A MrBeast Employee Got Fined for Insider Trading. On a Prediction Market. Welcome to 2026.

Prediction market platform Kalshi made its first public enforcement move Wednesday since announcing a crackdown on insider trading. Kalshi fined MrBeast video editor Artem Kaptur more than $20,000 and suspended him from the platform for two years for trading roughly $4,000 on markets tied to MrBeast's videos. The company also reported Kaptur to federal regulators.

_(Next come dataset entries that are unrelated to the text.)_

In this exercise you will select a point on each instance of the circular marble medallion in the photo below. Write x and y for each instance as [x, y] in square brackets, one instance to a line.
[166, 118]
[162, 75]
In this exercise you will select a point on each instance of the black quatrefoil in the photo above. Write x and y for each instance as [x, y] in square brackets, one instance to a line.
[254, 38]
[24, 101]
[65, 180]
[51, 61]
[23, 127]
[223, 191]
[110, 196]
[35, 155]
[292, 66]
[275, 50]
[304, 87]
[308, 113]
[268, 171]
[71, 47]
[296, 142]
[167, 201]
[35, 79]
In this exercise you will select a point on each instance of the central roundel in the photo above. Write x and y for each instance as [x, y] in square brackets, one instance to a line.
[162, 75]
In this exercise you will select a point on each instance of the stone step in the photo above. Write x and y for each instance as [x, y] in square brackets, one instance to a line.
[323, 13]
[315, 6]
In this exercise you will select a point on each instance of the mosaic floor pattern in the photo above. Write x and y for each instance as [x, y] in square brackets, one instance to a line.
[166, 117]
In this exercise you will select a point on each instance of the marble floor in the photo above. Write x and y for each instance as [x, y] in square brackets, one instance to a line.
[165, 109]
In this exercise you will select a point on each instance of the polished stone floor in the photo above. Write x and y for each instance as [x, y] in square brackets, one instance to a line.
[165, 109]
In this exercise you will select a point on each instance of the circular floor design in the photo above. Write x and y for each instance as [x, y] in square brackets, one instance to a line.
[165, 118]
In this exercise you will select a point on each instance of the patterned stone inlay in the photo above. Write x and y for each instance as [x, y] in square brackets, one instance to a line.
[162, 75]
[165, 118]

In a separate case, former California gubernatorial candidate Kyle Langford was fined about $2,250 for literally betting on himself while running for governor last year. The idea is that Langford was a “direct decision maker” in the market, which prohibited him from placing a wager on the outcome. For example, he could have placed a bet that he would lose the election, and then ended his run, ensuring that he won the bet. Kalshi banned Langford for five years,

Why this matters beyond the headlines

Prediction markets have exploded in popularity over the past year, letting users bet real money on everything from election outcomes to YouTube video performance. But as these platforms grow, they're running into a problem traditional financial markets solved decades ago: what counts as insider trading, and who qualifies as an insider? 

It’s not just Kalshi, Polymarket is experiencing similar issues. In January, a trader made $400,000 in profit on Polymarket by placing a successful bet on the capture of the Venezuelan leader Nicolás Maduro before any public information about the capture had been released. Earlier this month, Israeli authorities arrested several people and charged two individuals suspected of using classified information to make bets about imminent military operations in Iran on Polymarket.

In the stock market, the rules are well established: if you work at a company and trade on nonpublic information, that's illegal. But prediction markets are new enough that the boundaries are still being drawn. Is a video editor who knows what MrBeast is filming the equivalent of a corporate insider? Is a political candidate betting on his own race the same as a CEO buying his own stock before an earnings beat? Kalshi is trying to answer those questions proactively, but the fact that these cases exist at all shows how quickly prediction markets are outgrowing their regulatory framework.